Prevent Blindness sharply opposes the Trump Administration’s finalization of its “Most Favored Nations” (MFN) rule, which will take effect in January 2021. As a patient advocacy organization, Prevent Blindness promotes policies that encourage patient-centered decision-making and consumer choice while mitigating over-utilization and over-consumption without harming accessibility. We believe policies should balance provider behavior with appropriate oversight mechanisms on purchasers, payers, manufacturers, and other players in the marketplace to ensure the responsibility to lower cost and improved access is borne by all stakeholders.

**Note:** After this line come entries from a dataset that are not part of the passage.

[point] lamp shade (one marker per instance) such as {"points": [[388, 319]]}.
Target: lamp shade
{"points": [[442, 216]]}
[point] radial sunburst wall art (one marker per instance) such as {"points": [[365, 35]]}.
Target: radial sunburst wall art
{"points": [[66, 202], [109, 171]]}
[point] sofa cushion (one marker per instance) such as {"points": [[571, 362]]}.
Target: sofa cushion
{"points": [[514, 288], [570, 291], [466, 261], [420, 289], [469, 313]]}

The policies proposed under the Trump Administration’s MFN rule are not aligned with these principles.

Under this interim final rule, several changes would take effect including a mandate that all Medicare providers participate in the 7-year, nationwide demonstration program. The MFN rule would base the purchase price for a to-be-determined class of 50 injectable drugs payable under the Medicare Part B program (treatments that require a physician to administer) on the lowest cost paid by economically-similar countries in an effort to reduce overall costs to the Medicare program. These policies, as research from Avalere has shown, would result in fewer than 1% of Medicare patients seeing any reduction in their out-of-pocket costs. Additionally, these policies pose very real and serious threats to patients who need timely access to innovative treatments that protect their eyesight against progressive eye diseases such as age-related macular degeneration, diabetes-related retinopathy, or venous occlusive disease associated with macular edema.

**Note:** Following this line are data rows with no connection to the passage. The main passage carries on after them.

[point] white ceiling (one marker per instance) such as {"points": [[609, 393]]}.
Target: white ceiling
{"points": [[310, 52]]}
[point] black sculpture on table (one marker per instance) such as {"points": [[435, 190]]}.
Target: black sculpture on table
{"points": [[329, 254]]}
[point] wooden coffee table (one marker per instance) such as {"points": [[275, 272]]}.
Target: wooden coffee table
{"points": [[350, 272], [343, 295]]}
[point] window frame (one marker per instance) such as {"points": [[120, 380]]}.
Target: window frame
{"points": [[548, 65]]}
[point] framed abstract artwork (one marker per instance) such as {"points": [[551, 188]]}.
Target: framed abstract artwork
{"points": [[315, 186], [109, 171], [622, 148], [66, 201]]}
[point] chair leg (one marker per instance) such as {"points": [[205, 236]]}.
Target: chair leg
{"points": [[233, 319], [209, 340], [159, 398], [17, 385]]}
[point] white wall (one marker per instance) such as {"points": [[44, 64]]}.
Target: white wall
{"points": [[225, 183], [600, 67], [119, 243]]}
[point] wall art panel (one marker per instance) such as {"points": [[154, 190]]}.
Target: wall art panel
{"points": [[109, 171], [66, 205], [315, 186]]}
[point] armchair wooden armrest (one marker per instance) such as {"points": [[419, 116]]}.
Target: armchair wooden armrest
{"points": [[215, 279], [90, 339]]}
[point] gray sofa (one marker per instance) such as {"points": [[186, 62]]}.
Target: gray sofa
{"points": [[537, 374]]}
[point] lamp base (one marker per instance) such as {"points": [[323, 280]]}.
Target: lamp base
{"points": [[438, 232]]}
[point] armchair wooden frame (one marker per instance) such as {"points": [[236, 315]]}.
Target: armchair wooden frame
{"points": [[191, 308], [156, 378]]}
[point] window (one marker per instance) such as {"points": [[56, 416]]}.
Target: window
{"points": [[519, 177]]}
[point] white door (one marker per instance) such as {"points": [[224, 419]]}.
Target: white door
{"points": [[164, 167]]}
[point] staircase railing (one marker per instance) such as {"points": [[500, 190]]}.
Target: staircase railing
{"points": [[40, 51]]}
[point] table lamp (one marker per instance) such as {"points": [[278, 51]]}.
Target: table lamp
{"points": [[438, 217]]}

Prevent Blindness has previously addressed similar proposals, and urged the Administration to work with stakeholder groups to ensure their proposals truly achieve cost-savings for patients without endangering the health of the patient. We believe the rushed nature of its implementation, without stakeholder input on several expanded policies, in the final weeks before President Trump leaves office is disappointing and represents an incomplete approach to policy development. Patients are already facing significant access challenges to vision and eye care as a result of the COVID-19 pandemic, and unfortunately will face even greater barriers to eye care under the policies of this rule.